The early success of Bitcoin ETFs is evident in the impressive trading volumes, with a total of $9.6 billion recorded over the first three days of their introduction. Tuesday’s trading session for U.S.-based spot bitcoin exchange-traded funds (ETFs) witnessed a notable decline in activity, with trading volumes plummeting by 37% compared to January 12, 2024. The day concluded with most funds slightly over 1% lower against the U.S. dollar, with Grayscale’s GBTC capturing most of the trading volume.
Dip in Trading Vigour
This decline in trading vigor stands in stark contrast to the initial two days for the nine newly introduced spot bitcoin ETFs, along with the recently converted GBTC ETF. Market data indicates a total trading volume of $1.94 billion for the ten U.S.-focused spot BTC ETFs. The previous day had witnessed $3.15 billion in global trade volume, bringing the total recorded across all three days of trading to $9.63 billion. Analysts are closely monitoring the early success of Bitcoin ETFs, and the remarkable trading activity reflects a strong market response, surpassing expectations.
Grayscale’s GBTC and Blackrock’s IBIT dominated the trading volume on Tuesday, with GBTC accounting for a significant $1.01 billion and IBIT recording $372.31 million. The Fidelity Wise Origin Bitcoin Fund (FBTC) also experienced substantial trading, reaching $322.82 million. Ark Invest and 21shares’ ARKB ETF observed $124.52 million in trades. Remarkably, these four ETFs represented $1.83 billion or 94.32% of the day’s total volume.
Analyst’s Perspective
Bloomberg’s senior ETF analyst, Eric Balchunas, commented on the early success of Bitcoin ETFs, highlighting their extraordinary performance, with the total trading volume reaching nearly $10 billion in the first three days. At 11:59 a.m. Eastern Time on Tuesday, Bloomberg’s senior ETF analyst, Eric Balchunas, commented on the trading volume.

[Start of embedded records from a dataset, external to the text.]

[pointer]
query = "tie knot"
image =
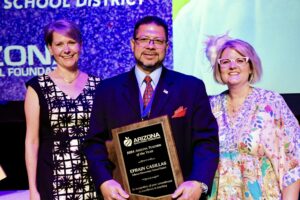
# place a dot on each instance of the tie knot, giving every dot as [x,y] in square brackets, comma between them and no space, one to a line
[148,79]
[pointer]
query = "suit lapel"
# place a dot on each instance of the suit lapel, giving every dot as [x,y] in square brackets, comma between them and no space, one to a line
[163,92]
[131,92]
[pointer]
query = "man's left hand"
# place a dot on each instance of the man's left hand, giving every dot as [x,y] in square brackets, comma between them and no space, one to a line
[189,190]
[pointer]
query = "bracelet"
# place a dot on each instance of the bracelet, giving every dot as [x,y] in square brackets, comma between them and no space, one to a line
[203,187]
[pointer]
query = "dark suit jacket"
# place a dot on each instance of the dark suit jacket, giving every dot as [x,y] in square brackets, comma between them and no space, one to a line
[196,134]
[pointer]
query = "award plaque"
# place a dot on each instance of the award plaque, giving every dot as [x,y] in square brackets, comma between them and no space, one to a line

He noted a “dropoff rate” similar to that of BITO, describing BITO as “the most successful organic launch in ETF history.” Meanwhile, bitcoin prices remained rangebound since the ETFs launched, with BTC down 1.2% on Jan. 17, 2024.
Later in the evening, Balchunas highlighted the impressive performance of the ten-spot BTC ETFs over the three-day run, reaching nearly $10 billion. “Let me put into context how insane $10b in volume is in the first 3 days,” Balchunas said. “Today, they did a COMBINED $450m in volume. The best one did $45m. And many have had months to get going. IBIT alone is seeing more activity than the entire ’23 Freshman Class.”
Bitcoin’s Prospects Brighten in 2024 with ETF Approval and Upcoming Halving
2024 is poised to be a pivotal year for bitcoin as significant developments, including SEC approval for a spot bitcoin ETF and an upcoming halving event in April, promise to reshape the cryptocurrency’s supply-and-demand dynamics. John Stec, a strategist at Global X, predicts these changes will likely drive the price of bitcoin higher.
The recent SEC approval for a spot bitcoin ETF marks a milestone, opening doors for a wave of new investors seeking exposure to bitcoin in their traditional investment accounts. This move simplifies access, allowing investors to bypass crypto exchanges and utilize a familiar investment vehicle—the ETF. On the supply side, bitcoin’s scarcity is set to increase with the upcoming halving event scheduled for April 2024. During this event, the reward for Bitcoin miners will be halved, reducing the rate of new Bitcoin issuance from 6.25 to 3.125.
Bitcoin has experienced a remarkable 52% compound annual growth rate since previous halving events, such as on May 11, 2020, when 12.5 BTC was reduced to 6.25 BTC.